A supplemental biologics license application for the combination of pembrolizumab and axitinib has received a priority review designation from the FDA as a frontline treatment for patients with advanced renal cell carcinoma, primarily based on data from the phase III KEYNOTE-426 study.
Roger M. Perlmutter, MD, PhD
A supplemental biologics license application (sBLA) for the combination of pembrolizumab (Keytruda) and axitinib (Inlyta) has received a priority review designation from the FDA as a frontline treatment for patients with advanced renal cell carcinoma (RCC), primarily based on data from the phase III KEYNOTE-426 study.1
Results from the study demonstrated that the frontline combination significantly improved progression-free and overall survival (OS) compared with sunitinib (Sutent) in patients with advanced RCC. Pembrolizumab/axitinib led to a 47% reduction in the risk of death versus sunitinib (HR, 0.53; 95% CI, 0.38-0.74;P<.0001).2
The sBLA also included data from the phase Ib KEYNOTE-035 trial, which also evaluated the combination in patients with advanced disease. In results from that trial, the combination had a tolerable safety profile and elicited a 73% objective response rate (ORR) in this patient population.3
Under the Prescription Drug User Fee Act, the FDA is expected to make a decision on the sBLA by June 20, 2019.

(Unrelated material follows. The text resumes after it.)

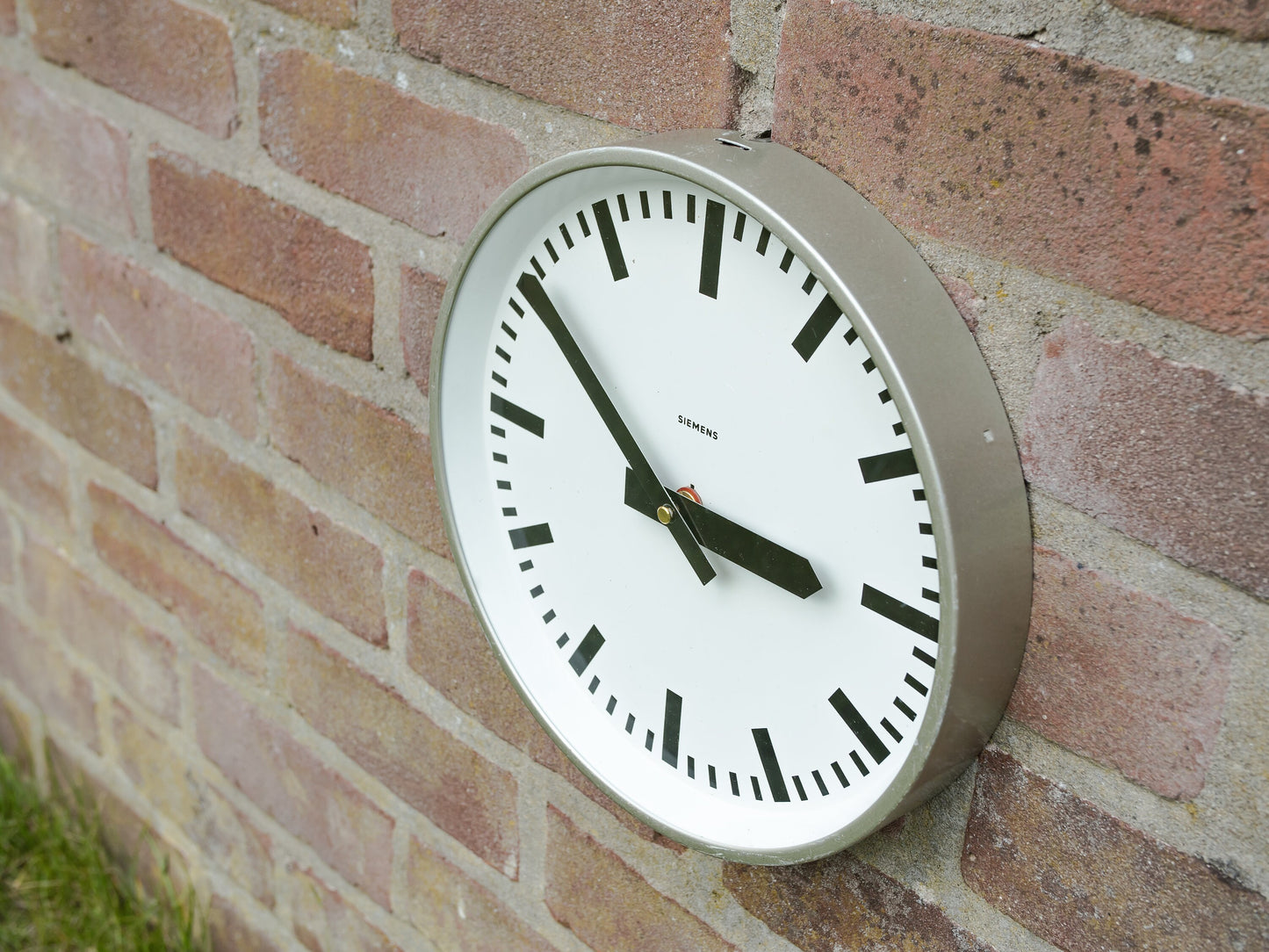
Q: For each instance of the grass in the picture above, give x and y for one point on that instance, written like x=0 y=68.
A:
x=59 y=889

“Many patients with advanced renal cell carcinoma face a poor prognosis and there remains a need for new and effective treatment options in the first-line setting,” said Roger M. Perlmutter, MD, PhD, president, Merck Research Laboratories. “KEYNOTE-426 demonstrated that an antiPD-1 combination therapy significantly improved overall survival and progression-free survival versus sunitinib in the first-line treatment of advanced renal cell carcinoma. We look forward to working with the FDA to bring this Keytruda combination to patients.”

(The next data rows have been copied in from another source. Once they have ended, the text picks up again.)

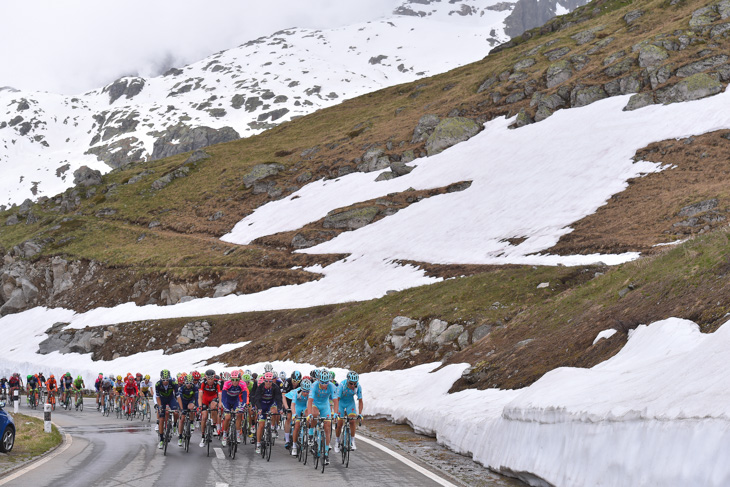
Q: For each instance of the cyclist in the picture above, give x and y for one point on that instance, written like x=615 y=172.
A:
x=78 y=386
x=267 y=399
x=31 y=384
x=233 y=397
x=346 y=395
x=289 y=385
x=97 y=386
x=52 y=389
x=145 y=385
x=187 y=399
x=299 y=398
x=209 y=397
x=165 y=394
x=319 y=406
x=130 y=393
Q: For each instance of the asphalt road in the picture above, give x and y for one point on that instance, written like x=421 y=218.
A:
x=115 y=452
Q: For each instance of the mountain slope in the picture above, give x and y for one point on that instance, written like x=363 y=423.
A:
x=239 y=92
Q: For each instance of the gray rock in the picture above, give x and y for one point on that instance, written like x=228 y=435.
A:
x=85 y=176
x=558 y=73
x=632 y=16
x=450 y=132
x=640 y=100
x=481 y=332
x=435 y=329
x=351 y=219
x=400 y=324
x=451 y=334
x=261 y=171
x=424 y=128
x=697 y=208
x=582 y=96
x=651 y=55
x=463 y=339
x=181 y=138
x=225 y=288
x=694 y=87
x=702 y=65
x=196 y=156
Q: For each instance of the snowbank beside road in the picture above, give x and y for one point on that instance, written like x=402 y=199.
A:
x=657 y=413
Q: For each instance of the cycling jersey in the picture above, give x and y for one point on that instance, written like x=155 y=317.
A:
x=321 y=397
x=233 y=395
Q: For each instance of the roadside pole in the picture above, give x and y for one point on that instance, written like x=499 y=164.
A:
x=47 y=418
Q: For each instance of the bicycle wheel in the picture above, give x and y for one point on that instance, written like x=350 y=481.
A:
x=346 y=446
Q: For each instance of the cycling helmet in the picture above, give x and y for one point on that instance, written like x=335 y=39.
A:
x=324 y=376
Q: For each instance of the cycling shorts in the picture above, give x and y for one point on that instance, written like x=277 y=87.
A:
x=186 y=402
x=170 y=402
x=324 y=409
x=265 y=407
x=347 y=409
x=208 y=398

In the open-label KEYNOTE-426 study (NCT02853331), 861 patients with newly diagnosed or recurrent stage IV clear cell RCC were randomized 1:1 to receive pembrolizumab at 200 mg intravenously every 3 weeks for up to 35 cycles plus axitinib at 5 mg orally twice daily or sunitinib at 50 mg orally once daily for the first 4 weeks of each 6-week cycle. Treatment was administered until disease progression, unacceptable toxicity, or if patients dropped out of the trial.
The median age was 62; 73% of patients were male and 27% were female. Patients were stratified by geographic region and by International Metastatic Renal Cell Carcinoma Database Consortium risk group as having favorable-, intermediate-, or poor-risk disease.
The coprimary endpoints were OS and PFS; secondary endpoints were ORR, duration of response (DOR), patient-reported outcomes, and safety.
To be eligible for enrollment, patients had no prior systemic treatment for advanced disease, had a Karnofsky performance status ≥70, measurable disease per RECIST v1.1 criteria, provision of a tumor sample for biomarker assessment, and adequate organ function.
At a median follow-up of 12.8 months, results showed that the median OS was not reached in either arm. The median progression-free survival (PFS) was 15.1 months (range, 12.6-17.7) for pembrolizumab/axitinib and 11.1 months (range, 8.7-12.5) with sunitinib. With the combination, there was a 31% reduction in the risk of disease progression (HR, 0.69; 95% CI, 0.57-0.84;P= .0001).
The 12- and 18-month OS rates were higher with pembrolizumab/axitinib than sunitinib, at 89.9% versus 78.3% and 82.3% versus 72.1%, respectively. The 12-month and 18-month PFS rates were also higher with pembrolizumab and axitinib (59.6% and 41.1%) compared with sunitinib (46.2% and 32.9%). The survival benefits were observed irrespective of PD-L1 status or risk group.
Additionally, the ORR was 59.3% (95% CI, 54.5-63.9) with the combination and 35.7% (95% CI, 31.1-40.4) with sunitinib (P<.0001). The median DOR was not reached (range, 1.4+ to 18.2+) in the pembrolizumab/axitinib arm and was 15.2 months (1.1+ to 15.4+) for sunitinib. Treatment is ongoing in 59.0% of patients on the immunotherapy/TKI arm and in 43.1% of those on the sunitinib arm.
Regarding safety, the incidence of all-grade adverse events (AEs) was comparable between the 2 arms, at 96.3% with the combination and 97.6% with sunitinib. Grade 3 to 5 AEs were higher with pembrolizumab/axitinib (62.9%) versus sunitinib (58.1%). A total of 0.9% of AEs led to death in the combination arm versus 1.6% in the sunitinib arm.
Moreover, 25.9% of patients who were treated with pembrolizumab/axitinib discontinued treatment of either drug, compared with 10.1% of patients who discontinued sunitinib. A total 8.2% of patients discontinued treatment with both pembrolizumab and axitinib.